韓国のユニコーン(企業価値1兆ウォン以上)企業は、新型コロナウイルス感染症の事態があった2021年以降の4年間で2社増にとどまったことが分かった。
大韓商工会議所は3日、グローバルなスタートアップ・ベンチャー投資の市場調査を手がけるCBインサイツの世界ユニコーン企業リストを分析した結果、このように調査されたと明らかにした。同期間に米国のユニコーン企業数は229社増加したと集計した。
今年10月時点で世界のユニコーン企業は計1,276社だった。このうち米国企業が717社で全体の56.2%を占め、1位となった。2位は151社(11.8%)を擁する中国で、インド(64社)、英国(56社)、ドイツ(32社)、フランス(29社)、イスラエル(23社)、カナダ(20社)、ブラジル(18社)、シンガポール(16社)がトップ10に名を連ねた。韓国はユニコーン企業13社を保有し11位だった。

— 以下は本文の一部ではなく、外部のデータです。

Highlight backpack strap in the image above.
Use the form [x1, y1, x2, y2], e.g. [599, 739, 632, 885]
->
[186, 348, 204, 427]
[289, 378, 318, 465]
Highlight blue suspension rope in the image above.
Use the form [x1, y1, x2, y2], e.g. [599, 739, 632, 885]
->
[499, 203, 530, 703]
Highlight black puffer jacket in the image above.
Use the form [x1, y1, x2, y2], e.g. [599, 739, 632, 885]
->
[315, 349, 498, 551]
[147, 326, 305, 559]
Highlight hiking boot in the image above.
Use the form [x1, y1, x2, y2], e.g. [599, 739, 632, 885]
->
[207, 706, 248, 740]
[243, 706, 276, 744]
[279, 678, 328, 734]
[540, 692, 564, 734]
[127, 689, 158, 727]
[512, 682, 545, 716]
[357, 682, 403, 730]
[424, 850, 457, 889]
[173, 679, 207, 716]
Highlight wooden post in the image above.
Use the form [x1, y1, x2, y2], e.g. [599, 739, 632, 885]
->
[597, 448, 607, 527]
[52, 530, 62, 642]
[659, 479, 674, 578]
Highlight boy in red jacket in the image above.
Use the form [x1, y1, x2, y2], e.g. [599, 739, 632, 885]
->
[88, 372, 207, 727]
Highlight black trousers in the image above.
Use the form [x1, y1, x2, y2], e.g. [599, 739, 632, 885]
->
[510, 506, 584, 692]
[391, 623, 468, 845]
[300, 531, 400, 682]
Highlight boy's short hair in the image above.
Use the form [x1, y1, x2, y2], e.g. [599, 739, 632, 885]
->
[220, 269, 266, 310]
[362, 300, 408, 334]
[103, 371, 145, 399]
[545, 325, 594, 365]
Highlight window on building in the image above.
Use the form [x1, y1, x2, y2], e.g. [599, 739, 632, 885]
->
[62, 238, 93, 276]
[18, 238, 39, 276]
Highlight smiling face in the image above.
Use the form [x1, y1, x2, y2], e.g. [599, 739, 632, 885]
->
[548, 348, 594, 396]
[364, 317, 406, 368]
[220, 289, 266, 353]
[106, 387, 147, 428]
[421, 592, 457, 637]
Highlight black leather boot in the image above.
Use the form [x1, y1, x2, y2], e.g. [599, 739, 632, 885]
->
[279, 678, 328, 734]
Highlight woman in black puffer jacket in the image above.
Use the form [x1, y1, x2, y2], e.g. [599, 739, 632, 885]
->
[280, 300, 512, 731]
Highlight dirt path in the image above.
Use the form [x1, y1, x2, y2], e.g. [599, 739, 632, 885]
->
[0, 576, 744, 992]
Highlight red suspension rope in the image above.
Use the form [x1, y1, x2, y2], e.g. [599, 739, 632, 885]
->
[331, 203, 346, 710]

大韓商議所の関係者は「新産業への参入を阻むポジティブ規制(許可されたことのみ可能で、それ以外は禁じる規制)と、企業が成長するほど規制が増える『成長ペナルティ』が、スタートアップが巨大企業へと成長するうえでの障害になっている」と指摘した。
韓国はユニコーン企業へと成長するスピードも鈍いことが分かった。企業設立からユニコーンに成長するまでに要した時間を分析した結果、韓国のユニコーン企業は平均8.99年を要した。中国が6.27年で最も速く、ドイツ(6.48年)、米国(6.70年)、イスラエル(6.89年)の順だった。ユニコーンを保有する上位10カ国全体の平均所要期間は6.97年だった。
業種別に見ると、上位10カ国のユニコーン企業は「人工知能(AI)・情報技術(IT)ソリューション」分野が36.3%で比率が最も高かった。一方、韓国のユニコーン企業は「消費財・流通」分野が46.1%で1位だった。